Not content with just “coffee regular” drinkers, Dunkin’ wants to win over more customers with their espresso.
A month after officially shortening its name, the Canton-based coffee chain announced what it calls “one of the most significant product initiatives in the brand’s recent history.” In a press release Wednesday, the company said it plans to install new espresso machines in stores across the United States to improve the taste of its lattes and other espresso beverages.
The initiative also includes a new espresso recipe, extensive employee training, and new, distinct orange cups featuring an exclamation point for their hot espresso-based drinks.
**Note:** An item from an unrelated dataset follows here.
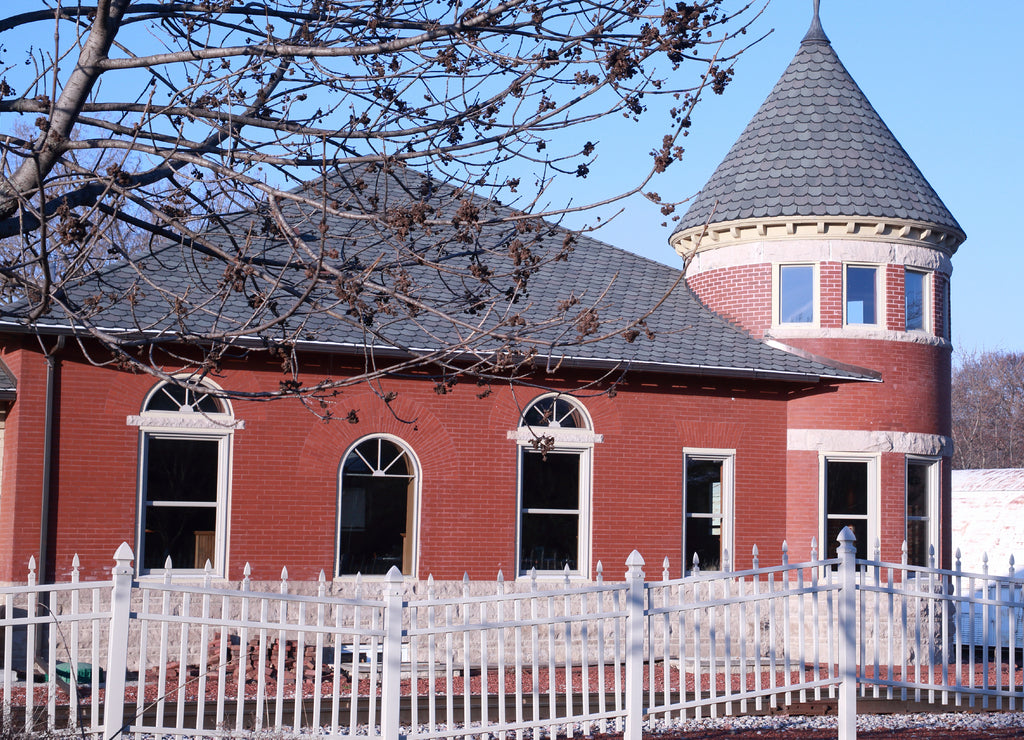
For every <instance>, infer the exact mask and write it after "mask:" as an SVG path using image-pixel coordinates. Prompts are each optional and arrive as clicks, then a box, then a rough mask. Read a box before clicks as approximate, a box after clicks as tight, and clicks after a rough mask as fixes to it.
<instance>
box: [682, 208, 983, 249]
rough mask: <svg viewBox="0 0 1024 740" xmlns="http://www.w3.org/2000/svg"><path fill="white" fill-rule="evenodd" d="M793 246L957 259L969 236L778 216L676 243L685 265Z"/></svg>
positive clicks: (881, 218)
Dunkin’ says they’re hoping for the changes to be implemented at the “vast majority” of their 9,200 U.S. stores by the holiday season (some self-serve and non-traditional locations, like in hotels or sporting arenas, will not have espresso on the menu, the company told Boston.com in a statement).
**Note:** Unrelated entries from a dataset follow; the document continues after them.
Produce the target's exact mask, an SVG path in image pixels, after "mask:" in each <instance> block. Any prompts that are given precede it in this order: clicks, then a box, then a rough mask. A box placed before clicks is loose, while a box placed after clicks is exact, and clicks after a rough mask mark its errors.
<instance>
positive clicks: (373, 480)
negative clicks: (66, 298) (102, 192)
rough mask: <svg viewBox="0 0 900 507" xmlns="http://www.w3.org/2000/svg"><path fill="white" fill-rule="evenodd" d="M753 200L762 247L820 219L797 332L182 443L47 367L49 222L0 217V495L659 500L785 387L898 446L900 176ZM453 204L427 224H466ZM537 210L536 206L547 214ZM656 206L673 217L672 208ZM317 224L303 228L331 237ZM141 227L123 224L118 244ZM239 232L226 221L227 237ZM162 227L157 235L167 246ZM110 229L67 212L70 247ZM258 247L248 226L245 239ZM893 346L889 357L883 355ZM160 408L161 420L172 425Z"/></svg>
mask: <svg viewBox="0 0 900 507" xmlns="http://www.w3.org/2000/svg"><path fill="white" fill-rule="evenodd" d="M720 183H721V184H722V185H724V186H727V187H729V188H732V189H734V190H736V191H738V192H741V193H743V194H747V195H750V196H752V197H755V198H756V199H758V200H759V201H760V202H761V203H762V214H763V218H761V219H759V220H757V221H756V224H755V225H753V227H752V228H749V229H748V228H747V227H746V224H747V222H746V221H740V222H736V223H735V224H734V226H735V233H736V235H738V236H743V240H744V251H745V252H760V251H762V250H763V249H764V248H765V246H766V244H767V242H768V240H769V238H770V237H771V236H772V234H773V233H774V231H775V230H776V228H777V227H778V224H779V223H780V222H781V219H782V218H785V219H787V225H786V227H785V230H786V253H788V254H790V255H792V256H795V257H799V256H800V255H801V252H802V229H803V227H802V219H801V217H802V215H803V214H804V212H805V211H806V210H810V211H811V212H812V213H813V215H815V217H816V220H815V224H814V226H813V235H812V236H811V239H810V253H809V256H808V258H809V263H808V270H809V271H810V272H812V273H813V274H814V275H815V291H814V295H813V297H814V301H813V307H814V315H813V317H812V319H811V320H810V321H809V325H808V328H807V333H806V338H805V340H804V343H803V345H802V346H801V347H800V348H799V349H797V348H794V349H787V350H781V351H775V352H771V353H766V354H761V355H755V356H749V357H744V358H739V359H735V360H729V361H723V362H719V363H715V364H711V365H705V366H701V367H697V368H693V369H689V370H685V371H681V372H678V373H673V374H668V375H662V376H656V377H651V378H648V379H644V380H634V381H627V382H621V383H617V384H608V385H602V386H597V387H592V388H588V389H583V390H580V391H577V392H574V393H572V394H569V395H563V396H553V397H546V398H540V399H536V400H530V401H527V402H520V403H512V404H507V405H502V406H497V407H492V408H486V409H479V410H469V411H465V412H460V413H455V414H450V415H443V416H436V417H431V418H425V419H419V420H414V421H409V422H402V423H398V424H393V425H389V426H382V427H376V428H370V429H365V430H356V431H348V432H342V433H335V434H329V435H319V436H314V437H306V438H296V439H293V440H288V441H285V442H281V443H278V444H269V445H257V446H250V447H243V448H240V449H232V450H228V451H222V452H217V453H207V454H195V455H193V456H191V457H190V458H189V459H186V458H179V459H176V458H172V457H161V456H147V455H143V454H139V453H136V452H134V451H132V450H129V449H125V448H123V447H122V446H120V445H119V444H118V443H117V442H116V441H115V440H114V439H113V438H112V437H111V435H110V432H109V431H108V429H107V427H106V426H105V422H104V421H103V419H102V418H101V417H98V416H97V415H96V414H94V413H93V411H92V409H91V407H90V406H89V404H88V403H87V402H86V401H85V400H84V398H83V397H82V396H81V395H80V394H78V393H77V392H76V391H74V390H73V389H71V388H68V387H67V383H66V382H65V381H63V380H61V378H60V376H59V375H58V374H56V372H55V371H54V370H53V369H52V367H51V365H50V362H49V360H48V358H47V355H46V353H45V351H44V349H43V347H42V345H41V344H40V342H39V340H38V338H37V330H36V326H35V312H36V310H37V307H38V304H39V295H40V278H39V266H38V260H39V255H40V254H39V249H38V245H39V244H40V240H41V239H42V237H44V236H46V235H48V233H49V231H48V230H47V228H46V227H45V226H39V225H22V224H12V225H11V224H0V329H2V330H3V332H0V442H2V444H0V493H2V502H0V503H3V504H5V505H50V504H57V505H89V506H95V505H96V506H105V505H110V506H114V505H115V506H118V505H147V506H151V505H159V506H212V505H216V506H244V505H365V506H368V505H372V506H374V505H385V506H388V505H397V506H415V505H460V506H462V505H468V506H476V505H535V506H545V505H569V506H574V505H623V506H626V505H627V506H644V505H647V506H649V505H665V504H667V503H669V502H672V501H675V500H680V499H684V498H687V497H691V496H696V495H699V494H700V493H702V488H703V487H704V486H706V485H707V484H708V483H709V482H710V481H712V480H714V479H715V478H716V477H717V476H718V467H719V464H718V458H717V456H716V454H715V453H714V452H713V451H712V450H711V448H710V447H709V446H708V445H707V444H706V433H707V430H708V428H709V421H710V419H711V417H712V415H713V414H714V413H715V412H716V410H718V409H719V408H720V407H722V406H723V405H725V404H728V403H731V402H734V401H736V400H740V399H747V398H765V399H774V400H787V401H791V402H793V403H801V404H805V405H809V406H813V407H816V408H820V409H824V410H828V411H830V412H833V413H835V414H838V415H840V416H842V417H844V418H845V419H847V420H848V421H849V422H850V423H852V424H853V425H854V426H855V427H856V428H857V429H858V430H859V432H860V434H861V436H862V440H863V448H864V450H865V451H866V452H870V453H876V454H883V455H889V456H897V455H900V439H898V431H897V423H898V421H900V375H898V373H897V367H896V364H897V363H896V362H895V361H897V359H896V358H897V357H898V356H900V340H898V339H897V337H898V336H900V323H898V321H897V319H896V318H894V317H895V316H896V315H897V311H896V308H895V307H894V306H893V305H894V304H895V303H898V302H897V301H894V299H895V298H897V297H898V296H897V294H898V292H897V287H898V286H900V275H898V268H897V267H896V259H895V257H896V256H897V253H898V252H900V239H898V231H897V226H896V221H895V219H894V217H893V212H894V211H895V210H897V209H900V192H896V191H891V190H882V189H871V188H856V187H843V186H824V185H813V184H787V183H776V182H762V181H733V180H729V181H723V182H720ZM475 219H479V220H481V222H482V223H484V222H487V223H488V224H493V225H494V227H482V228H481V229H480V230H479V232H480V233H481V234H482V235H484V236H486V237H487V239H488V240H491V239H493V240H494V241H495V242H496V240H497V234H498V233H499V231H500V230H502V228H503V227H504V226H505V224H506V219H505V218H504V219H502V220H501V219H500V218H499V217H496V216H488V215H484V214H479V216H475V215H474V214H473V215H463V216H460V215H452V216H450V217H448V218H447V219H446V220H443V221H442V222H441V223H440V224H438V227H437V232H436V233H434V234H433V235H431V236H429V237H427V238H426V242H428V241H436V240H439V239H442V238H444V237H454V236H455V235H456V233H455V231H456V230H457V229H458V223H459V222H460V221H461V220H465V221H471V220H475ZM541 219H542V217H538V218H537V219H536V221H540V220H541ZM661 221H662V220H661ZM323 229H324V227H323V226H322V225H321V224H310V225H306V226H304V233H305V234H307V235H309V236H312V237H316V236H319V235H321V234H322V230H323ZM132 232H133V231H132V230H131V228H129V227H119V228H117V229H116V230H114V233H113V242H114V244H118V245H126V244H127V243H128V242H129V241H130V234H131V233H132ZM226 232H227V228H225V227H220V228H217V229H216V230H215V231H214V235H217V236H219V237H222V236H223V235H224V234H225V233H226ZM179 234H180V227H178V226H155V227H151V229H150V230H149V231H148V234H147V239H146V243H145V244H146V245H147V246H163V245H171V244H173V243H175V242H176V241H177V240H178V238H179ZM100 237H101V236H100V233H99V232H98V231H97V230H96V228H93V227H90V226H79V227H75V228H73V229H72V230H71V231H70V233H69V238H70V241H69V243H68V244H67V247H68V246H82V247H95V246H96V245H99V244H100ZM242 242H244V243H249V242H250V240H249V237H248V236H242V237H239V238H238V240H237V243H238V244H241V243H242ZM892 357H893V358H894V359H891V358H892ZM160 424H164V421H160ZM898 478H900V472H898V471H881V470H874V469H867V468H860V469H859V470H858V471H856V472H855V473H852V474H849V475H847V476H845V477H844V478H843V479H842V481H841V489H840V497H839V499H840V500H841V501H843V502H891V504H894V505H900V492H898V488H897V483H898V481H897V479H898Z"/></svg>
In case the subtext wasn’t clear, the new revamp is part of Dunkin’s ongoing strategy to poach Starbucks customers by convincing them their cheaper espresso drinks are “just as good,” according to the Wall Street Journal.
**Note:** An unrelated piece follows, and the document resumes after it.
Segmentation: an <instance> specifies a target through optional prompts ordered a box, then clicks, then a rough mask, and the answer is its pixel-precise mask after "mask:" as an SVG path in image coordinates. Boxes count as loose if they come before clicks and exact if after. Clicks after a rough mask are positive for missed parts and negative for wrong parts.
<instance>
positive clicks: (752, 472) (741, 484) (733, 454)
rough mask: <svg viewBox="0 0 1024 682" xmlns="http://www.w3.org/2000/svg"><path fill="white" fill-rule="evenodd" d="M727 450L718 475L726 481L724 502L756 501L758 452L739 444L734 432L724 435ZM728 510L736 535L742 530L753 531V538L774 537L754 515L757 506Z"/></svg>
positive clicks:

“There’s no reason to go to Starbucks anymore,” Tony Weisman, Dunkin’s chief marketing officer, told the paper.
In the company’s press release, it says the new machines should result in a stronger and more robust espresso flavor, particularly catered toward the tastes of “younger espresso drinkers.”
“Espresso is one of the fastest growing coffee categories, particularly among younger consumers, and with our coffee credentials we believe we have a tremendous opportunity to improve our awareness and credibility among espresso drinkers,” Weisman said in a statement Wednesday.
Over the last few years, Dunkin’ has expanded their espresso menu to include not just lattes and cappuccinos, but also macchiatos and Americanos. Following in the vein of Starbucks, the historically blue-collar company has also added dark roast and cold brew coffee and premium teas to its drink menu, while pairing down its food offerings. The changes, which even extend to the design of Dunkin’ stores, have been led by the company’s new CEO, David Hoffmann.
The company is investing $100 million into U.S. restaurant upgrades, more than half of which is going into beverage equipment, including the new espresso overhaul announced Wednesday. Dunkin’ said Wednesday that its franchisees are also making a “substantial investment” in the initiative, though it did not disclose what amount.
“Relaunching espresso in our restaurants nationwide has been a tremendous undertaking, from installation of the new espresso machines, to the creation of the new, bolder taste profile, to the extensive employee training,” said Scott Murphy, the chief operating officer of Dunkin’s U.S. operations. “This is a transformative initiative, and it would never have happened without the total alignment and support of our franchisees.”